Temple Beth-El is a former Orthodox Jewish synagogue located at 12 Church Street, Hornell, New York, in the United States. Built in 1946, it was founded as an Orthodox congregation and, in the 1960s, operated briefly as a Conservative congregation.

In February 2016, the synagogue building was listed on the National Register of Historic Places.

== Architecture ==
The building reflects the pattern of Jewish settlement seen in small towns across New York in the mid-nineteenth and early twentieth centuries. The building illustrates the economic, social, and cultural impact this ethnic and religious group made to the community. Previous to the synagogue, the congregation worshiped in local homes and later the Erlich Hebrew Center, a Jewish center established in a downtown commercial building (converted into studios for WLEA after the Jewish community moved out).
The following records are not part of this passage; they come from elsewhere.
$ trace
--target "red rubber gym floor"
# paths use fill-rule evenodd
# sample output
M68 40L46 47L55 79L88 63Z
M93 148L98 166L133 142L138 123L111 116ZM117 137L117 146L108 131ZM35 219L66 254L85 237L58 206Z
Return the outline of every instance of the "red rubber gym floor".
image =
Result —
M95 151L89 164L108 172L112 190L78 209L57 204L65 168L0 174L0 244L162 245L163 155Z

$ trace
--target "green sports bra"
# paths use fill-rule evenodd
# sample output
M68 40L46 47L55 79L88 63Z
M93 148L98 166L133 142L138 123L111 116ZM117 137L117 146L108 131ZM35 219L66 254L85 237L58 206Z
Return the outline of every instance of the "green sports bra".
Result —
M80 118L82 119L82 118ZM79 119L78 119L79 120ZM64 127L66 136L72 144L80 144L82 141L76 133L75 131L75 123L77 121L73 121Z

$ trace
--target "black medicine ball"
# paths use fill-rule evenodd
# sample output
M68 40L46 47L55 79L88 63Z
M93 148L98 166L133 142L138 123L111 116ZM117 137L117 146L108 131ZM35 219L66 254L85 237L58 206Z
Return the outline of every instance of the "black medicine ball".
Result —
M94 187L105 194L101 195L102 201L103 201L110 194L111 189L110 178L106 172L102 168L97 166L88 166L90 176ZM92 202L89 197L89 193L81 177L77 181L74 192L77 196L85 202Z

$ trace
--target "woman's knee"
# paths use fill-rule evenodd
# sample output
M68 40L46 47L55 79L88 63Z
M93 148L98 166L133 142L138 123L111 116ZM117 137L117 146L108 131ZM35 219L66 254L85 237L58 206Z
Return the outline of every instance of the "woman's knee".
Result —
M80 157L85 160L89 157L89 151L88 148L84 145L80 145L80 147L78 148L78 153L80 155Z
After World War II, the center proved to be inadequate and the congregation pooled its resources. Renamed Temple Beth-El, the congregation was able to build its own house of worship near the center of the city where other religious houses of worship were prominently sited. Design and construction were guided by a building committee and the synagogue was dedicated in 1947. The only change made to the building since its dedication was a new roof and ceiling in the worship space in 1976. Prior to its closure, the presence of the synagogue reinforced the fact that the congregation was part of the Hornell community.

== History ==
In 1950 the Rabbi was Harry Zwick, and congregation officers were: president Isadore Spitulnik, vice-president Louis Eisenberg MD, financial secretary Joseph Cropp, recording secretary Edward Schulimson, treasurer Hyman Jacobsen.

Temple Beth-El was unable to support a full-time rabbi following Hornell's economic and demographic collapse after the closure of the Erie Railroad's repair shops, its main industry, in 1960. It operated briefly as a Conservative congregation. As of 2014, the synagogue was inactive.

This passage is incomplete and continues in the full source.